The True Costs of Renewables: Wind power cost-reduction potential and learning curves
The International Renewable Energy Agency (IRENA) held a workshop to consult with its member countries about data collection and analysis to fully capture the trend of falling costs for wind power. Onshore wind power is now one of the most competitive renewable power generation options available. This is due to a combination of technology improvements that have raised capacity factors, coupled with falling wind turbine prices. Onshore wind, where good resources exist, can now compete with fossil-fuel-fired baseload plants.
To date, the reduction in onshore wind power costs has not been well documented in analysis available to policy makers. The latest analysis dates back to the mid-2000s and does not capture the trends after the wind turbine price peak of 2009. This analysis gap makes it difficult to realistically analyse the competitiveness of onshore wind technology today or future cost reduction potential.
In response to this gap, IRENA is working to provide a comprehensive update of the “learning curve” for wind, in order to identify average cost reductions for every doubling in cumulative installed capacity.

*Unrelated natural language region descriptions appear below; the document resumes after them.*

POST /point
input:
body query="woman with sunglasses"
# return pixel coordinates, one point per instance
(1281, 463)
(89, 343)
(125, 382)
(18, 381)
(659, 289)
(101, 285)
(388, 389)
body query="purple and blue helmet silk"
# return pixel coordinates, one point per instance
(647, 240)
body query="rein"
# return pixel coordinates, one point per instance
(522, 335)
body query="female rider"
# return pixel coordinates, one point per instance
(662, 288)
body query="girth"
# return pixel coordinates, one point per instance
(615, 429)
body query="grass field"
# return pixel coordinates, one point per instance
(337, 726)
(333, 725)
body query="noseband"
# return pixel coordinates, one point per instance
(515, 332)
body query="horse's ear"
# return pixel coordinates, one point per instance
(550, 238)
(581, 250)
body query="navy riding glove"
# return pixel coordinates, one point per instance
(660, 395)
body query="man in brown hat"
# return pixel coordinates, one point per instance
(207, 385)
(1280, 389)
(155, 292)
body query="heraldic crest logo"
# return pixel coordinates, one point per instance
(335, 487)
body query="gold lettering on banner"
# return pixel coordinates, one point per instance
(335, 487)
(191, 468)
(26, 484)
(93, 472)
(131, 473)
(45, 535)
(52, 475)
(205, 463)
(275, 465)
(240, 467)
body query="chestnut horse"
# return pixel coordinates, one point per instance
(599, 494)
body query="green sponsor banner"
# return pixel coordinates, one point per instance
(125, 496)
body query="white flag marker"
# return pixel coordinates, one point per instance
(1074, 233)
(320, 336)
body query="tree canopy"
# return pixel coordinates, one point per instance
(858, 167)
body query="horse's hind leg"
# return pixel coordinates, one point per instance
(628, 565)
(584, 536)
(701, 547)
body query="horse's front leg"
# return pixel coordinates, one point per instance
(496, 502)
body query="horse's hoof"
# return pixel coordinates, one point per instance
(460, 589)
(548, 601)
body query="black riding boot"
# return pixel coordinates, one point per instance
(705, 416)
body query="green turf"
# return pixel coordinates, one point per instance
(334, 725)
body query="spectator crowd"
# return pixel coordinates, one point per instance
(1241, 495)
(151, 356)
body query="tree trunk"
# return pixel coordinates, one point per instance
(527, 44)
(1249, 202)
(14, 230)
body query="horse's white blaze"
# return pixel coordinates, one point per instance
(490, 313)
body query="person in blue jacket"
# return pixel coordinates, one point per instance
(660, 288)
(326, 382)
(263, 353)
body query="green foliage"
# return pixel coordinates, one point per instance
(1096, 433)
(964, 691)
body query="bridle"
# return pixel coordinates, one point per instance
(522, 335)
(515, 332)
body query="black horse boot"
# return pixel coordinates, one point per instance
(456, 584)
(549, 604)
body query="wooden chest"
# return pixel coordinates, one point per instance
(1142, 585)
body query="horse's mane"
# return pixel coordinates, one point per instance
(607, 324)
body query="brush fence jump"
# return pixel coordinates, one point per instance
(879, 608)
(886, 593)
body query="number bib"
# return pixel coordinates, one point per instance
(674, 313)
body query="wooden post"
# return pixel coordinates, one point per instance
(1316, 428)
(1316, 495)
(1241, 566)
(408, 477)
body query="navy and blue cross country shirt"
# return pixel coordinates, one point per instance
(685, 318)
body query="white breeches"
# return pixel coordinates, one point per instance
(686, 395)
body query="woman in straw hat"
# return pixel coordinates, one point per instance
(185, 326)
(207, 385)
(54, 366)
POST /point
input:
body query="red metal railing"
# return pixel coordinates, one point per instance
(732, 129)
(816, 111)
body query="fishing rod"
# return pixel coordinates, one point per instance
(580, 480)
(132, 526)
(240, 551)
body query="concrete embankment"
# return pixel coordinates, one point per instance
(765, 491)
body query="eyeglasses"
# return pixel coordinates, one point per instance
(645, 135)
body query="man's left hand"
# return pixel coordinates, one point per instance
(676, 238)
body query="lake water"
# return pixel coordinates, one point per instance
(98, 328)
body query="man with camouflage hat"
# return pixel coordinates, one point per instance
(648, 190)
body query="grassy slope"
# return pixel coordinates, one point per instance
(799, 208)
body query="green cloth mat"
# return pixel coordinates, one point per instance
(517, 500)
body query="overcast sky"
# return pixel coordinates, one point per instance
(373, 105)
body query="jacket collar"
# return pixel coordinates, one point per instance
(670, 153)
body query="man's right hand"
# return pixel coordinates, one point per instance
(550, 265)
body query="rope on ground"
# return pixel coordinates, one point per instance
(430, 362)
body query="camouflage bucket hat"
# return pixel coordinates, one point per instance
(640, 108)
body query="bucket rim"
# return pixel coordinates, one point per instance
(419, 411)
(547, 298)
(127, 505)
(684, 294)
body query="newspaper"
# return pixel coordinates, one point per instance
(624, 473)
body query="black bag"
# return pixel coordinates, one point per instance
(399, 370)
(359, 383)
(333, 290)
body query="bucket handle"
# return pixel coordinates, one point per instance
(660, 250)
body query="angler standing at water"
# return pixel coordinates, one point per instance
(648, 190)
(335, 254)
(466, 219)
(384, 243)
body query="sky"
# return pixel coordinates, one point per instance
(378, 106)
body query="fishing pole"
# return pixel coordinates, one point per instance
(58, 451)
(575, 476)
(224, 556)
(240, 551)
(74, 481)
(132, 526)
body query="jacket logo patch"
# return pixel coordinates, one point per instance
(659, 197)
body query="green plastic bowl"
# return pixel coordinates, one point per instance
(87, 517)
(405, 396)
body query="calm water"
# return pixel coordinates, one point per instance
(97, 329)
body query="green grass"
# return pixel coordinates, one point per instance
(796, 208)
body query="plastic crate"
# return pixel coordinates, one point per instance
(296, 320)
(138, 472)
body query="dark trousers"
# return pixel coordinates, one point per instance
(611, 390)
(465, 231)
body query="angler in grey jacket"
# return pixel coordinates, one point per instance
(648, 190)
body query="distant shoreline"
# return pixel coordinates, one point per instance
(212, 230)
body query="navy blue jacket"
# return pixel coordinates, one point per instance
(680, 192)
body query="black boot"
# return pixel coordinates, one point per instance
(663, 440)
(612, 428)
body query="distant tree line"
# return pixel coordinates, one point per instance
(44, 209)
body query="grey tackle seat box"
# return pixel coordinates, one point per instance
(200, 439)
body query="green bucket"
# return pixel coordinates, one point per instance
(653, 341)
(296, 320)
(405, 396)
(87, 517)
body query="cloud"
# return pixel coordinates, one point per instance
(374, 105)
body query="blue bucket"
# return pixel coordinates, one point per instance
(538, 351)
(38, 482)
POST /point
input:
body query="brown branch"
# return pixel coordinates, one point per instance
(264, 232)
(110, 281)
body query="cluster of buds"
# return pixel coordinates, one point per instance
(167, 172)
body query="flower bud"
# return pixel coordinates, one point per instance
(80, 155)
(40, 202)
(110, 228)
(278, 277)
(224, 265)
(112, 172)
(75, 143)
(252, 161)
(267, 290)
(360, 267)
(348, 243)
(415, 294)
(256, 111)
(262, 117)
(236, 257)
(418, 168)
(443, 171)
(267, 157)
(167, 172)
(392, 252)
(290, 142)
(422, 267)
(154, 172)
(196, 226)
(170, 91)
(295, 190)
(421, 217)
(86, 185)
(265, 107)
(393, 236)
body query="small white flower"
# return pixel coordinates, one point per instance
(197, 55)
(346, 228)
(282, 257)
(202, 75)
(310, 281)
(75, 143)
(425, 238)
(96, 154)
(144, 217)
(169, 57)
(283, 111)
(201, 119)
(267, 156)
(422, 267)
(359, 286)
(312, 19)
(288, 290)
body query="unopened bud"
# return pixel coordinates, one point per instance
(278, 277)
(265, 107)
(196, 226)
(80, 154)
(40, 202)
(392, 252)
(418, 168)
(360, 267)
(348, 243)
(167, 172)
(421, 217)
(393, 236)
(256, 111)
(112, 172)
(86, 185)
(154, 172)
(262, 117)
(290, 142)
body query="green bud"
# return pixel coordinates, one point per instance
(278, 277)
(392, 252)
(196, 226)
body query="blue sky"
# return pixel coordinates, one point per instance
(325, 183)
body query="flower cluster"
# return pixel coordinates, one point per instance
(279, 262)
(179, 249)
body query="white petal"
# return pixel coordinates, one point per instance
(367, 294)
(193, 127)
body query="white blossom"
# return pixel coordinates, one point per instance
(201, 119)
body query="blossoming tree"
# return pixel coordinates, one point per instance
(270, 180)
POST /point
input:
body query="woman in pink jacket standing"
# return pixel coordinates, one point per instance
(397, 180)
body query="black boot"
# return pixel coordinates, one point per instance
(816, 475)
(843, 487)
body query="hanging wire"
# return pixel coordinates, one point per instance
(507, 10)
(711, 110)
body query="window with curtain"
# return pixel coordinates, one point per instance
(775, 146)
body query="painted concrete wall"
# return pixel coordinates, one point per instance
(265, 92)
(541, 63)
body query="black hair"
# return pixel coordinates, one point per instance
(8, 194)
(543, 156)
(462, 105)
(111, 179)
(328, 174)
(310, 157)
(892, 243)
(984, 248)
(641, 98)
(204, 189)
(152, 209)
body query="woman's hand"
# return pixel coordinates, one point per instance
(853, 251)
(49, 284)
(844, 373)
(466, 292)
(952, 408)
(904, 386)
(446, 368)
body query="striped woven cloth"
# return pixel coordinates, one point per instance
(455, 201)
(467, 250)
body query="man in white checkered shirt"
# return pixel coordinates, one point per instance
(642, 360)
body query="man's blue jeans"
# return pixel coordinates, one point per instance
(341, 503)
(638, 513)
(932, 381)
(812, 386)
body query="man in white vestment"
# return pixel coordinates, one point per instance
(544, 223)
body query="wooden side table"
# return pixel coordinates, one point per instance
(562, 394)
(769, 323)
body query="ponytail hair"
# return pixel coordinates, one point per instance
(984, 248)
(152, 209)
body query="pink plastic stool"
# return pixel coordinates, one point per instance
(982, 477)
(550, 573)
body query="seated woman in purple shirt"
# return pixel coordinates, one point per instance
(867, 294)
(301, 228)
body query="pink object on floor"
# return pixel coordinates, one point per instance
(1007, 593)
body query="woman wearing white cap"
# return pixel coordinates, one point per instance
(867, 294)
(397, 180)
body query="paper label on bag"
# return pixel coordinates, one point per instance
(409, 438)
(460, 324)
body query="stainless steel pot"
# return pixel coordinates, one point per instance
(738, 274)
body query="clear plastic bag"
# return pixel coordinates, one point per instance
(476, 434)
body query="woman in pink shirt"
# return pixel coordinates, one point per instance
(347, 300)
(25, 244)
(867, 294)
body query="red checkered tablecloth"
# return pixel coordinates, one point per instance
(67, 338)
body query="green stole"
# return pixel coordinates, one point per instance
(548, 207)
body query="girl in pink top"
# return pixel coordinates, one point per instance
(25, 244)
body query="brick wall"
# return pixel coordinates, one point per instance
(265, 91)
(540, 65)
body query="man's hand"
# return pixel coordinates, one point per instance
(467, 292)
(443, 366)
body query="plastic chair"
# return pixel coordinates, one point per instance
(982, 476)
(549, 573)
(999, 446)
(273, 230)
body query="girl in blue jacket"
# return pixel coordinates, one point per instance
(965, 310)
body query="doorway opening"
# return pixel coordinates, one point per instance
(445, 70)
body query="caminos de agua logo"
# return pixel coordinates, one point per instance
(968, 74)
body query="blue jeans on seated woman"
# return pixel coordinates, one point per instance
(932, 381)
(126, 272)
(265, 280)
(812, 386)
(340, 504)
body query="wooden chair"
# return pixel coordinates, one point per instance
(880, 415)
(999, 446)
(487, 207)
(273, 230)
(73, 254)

In addition, IRENA’s new analysis will divide reductions in the levelised cost of electricity (LCOE) from wind into technology, wind turbine and balance-of-system cost contributions, giving significant new insights to policy makers.
The analysis is designed to:
- Provide policy makers with evidence about the declines in electricity costs of wind over time.
- Provide policy makers with sound evidence on the competitiveness of onshore wind today by updating the learning curve analysis of wind turbines and installed wind farm costs with additional analysis on the LCOE of wind.
- Inform policy makers of future cost reduction potential by explaining which drivers (e.g., wind turbine prices, technology improvements, balance-of-system costs, etc.) have contributed the most to the reduction in the LCOE of wind over time.